Techniquement, les grappes sont passées entières dans le pressoir et le moût a été soutiré deux jours plus tard pour enlever les bourbes (les matières plus lourdes qui tombent au fond de la cuve). Seul le cœur de presse a été conservé, le jus de goutte (le premier à couler) et la rebêche (le dernier) ont été éliminés.
Ce cœur de presse a ensuite fait sa fermentation alcoolique tout seul, avec les levures déjà présentes sur le raisin (fermentation spontanée). Pour assurer le coup, 5 % de la cuvée ont été chauffés à 20° C pour aider les levures à se lancer, au cas où. «Mais la fermentation est partie sans problème, parfois mieux que dans d’autres vins!» Presque vexant.
3 000 bouteilles
seulement
Une fois la fermentation alcoolique terminée, 20 % de la cuvée a intégré des barriques âgées de trois et quatre ans. Au contraire des barriques neuves, celles-ci n’apportent pas de goût de bois mais elles permettent d’oxygéner en douceur le vin. C’est à ce moment-là qu’a eu lieu la fermentation malolactique. Une fois achevée, le vin a été soutiré, puis refroidi afin de le stabiliser. Il a ensuite été mis en bouteille, sans aucun ajout de sulfites. Seul celui produit naturellement par la fermentation alcoolique se trouve dans la bouteille. Au cours du processus, on notera que le vin n’a jamais été filtré alors qu’il est très clair, et qu’il n’a été soutiré que quatre fois pour éviter les risques d’oxydation liés au pompage.
Il ne reste donc qu’à le déguster. «Le résultat nous plaît tellement qu’il nous a surpris», en rigole Nicolas Schmit. Au nez, le vin est pur, fruité, sans déviance. La bouche est fine, souple et le vin est très digeste. Son faible degré d’alcool (11,3°) le rend très facile à boire, il invite aux grandes lampées. Une impression renforcée par l’absence de sucres résiduels.

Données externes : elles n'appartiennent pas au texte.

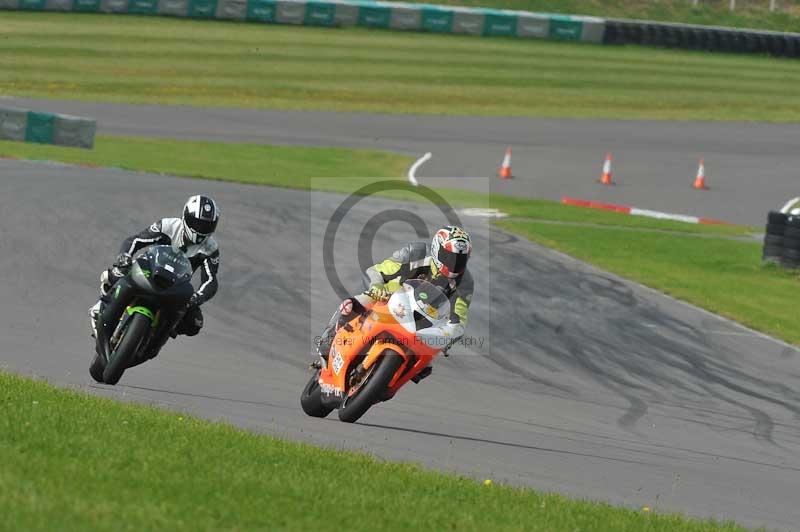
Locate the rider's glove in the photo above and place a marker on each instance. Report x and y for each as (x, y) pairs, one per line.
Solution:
(378, 292)
(122, 264)
(193, 302)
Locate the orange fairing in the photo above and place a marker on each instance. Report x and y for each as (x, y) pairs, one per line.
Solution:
(368, 339)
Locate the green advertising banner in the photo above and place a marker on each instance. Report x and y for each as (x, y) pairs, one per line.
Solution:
(261, 10)
(500, 24)
(32, 5)
(374, 16)
(202, 8)
(565, 29)
(40, 128)
(143, 7)
(320, 14)
(86, 6)
(437, 20)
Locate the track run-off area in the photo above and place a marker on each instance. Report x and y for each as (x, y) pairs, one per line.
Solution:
(584, 383)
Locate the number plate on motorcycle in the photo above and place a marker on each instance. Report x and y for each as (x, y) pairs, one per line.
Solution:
(338, 362)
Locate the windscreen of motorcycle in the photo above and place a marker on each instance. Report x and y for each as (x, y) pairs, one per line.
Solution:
(419, 305)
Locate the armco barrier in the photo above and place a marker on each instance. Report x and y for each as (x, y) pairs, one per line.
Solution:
(46, 128)
(443, 19)
(366, 13)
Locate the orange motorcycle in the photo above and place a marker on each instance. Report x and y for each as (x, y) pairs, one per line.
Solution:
(376, 353)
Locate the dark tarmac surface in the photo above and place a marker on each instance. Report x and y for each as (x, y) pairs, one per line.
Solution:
(585, 384)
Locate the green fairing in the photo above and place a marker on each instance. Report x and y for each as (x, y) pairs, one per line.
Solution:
(146, 312)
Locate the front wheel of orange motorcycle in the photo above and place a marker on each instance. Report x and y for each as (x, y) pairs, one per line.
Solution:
(372, 389)
(311, 398)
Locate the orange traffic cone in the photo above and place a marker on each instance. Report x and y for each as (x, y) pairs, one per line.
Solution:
(505, 168)
(700, 180)
(606, 177)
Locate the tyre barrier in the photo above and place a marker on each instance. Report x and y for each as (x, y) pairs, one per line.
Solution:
(443, 19)
(24, 125)
(695, 37)
(791, 243)
(774, 236)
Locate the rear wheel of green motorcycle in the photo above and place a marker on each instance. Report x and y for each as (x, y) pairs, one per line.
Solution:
(373, 389)
(132, 339)
(96, 369)
(311, 398)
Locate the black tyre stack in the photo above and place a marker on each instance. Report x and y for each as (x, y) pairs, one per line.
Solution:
(791, 242)
(774, 238)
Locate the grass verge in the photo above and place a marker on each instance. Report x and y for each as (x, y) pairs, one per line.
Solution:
(721, 275)
(88, 463)
(332, 169)
(123, 58)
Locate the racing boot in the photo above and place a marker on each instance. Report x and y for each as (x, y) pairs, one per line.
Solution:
(424, 372)
(94, 310)
(340, 318)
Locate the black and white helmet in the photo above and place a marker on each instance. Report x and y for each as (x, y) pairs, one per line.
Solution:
(200, 217)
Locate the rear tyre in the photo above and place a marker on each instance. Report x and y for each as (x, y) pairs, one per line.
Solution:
(374, 389)
(96, 369)
(311, 398)
(126, 350)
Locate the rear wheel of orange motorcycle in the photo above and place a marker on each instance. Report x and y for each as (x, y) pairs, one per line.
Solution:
(311, 398)
(372, 389)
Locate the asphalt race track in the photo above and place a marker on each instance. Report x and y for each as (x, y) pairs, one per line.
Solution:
(750, 167)
(585, 384)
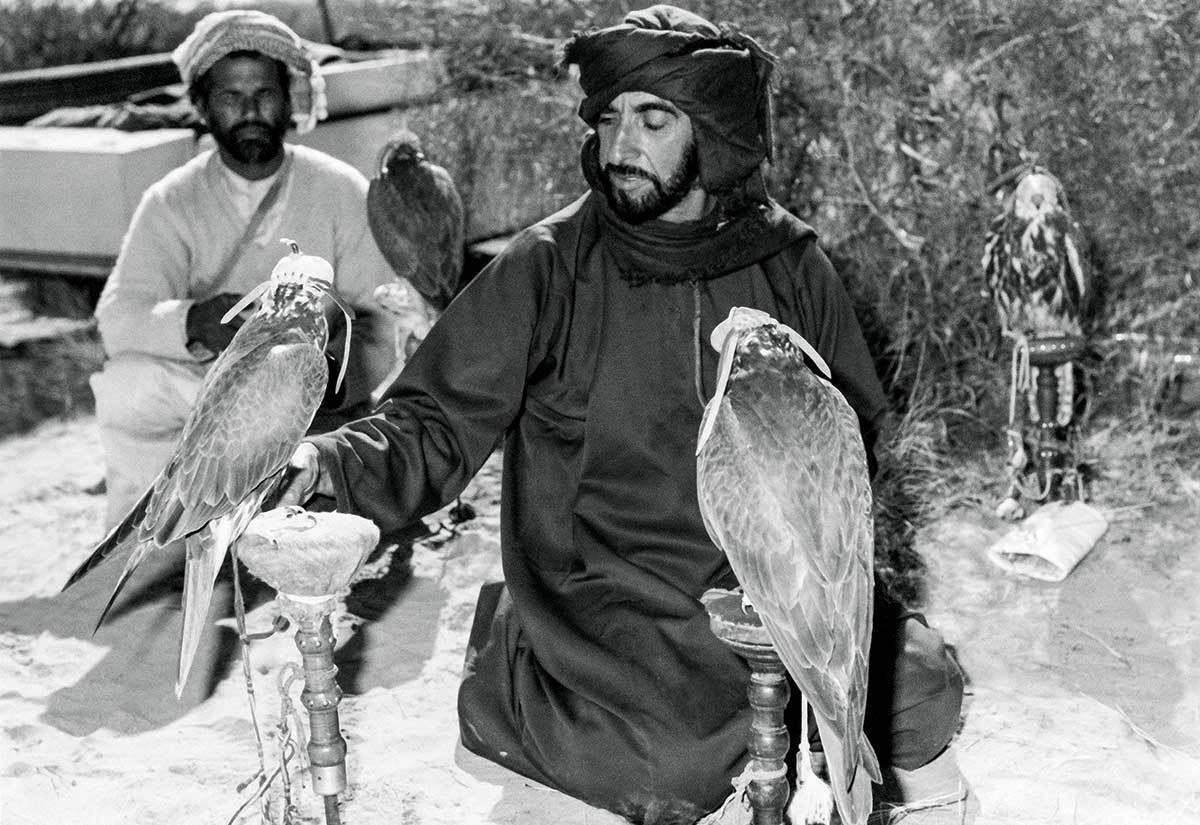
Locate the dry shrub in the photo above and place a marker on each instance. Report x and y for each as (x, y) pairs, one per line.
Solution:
(889, 116)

Pas de doute : le Tout-Nü est une réussite et les 3 000 bouteilles n’auront aucun mal à trouver preneur. D’autant que de belles enseignes bien fréquentées de la capitale ont déjà promis de le mettre en avant. L’étiquette originale, un long serpentin signé Éric Mangen, confirme que ce vin est décidément à part. Si la mode des vins nature à Paris est déjà mature, la voilà qui arrive donc à Luxembourg. Sur les terrasses ensoleillées, le Tout-Nü fera merveille, mais y en aura-t-il tout l’été? Ce n’est pas sûr.
«L’expérience nous a beaucoup plu et le résultat tout autant, avance Nicolas Schmit. Nous en referons donc l’année prochaine, c’est certain. Mais est-ce qu’il sera aussi bon? Nous mettrons tout en œuvre pour mais avec ce type de vin, nous ne sommes jamais à l’abri… et si ça rate, il n’y a plus qu’à jeter la cuve.» Il ne faut pas vendre la peau de l’ours avant de l’avoir tué, le jeune vigneron a bien raison, mais lorsque l’on est capable de produire un vin nature aussi droit pour la première fois alors que l’année a été climatiquement horriblement difficile, cela prouve assurément un certain art de faire.
C’est quoi, le vin nature?
Autant le dire tout de suite, il n’existe aucune règlementation, nulle part dans le monde. Aucune institution n’a produit de cahier des charges largement accepté, comme c’est le cas pour les vins bio (l’Union européenne avec le label eurofeuille, certification AB en France…) ou les vins biodynamiques (Demeter, Biodyvin).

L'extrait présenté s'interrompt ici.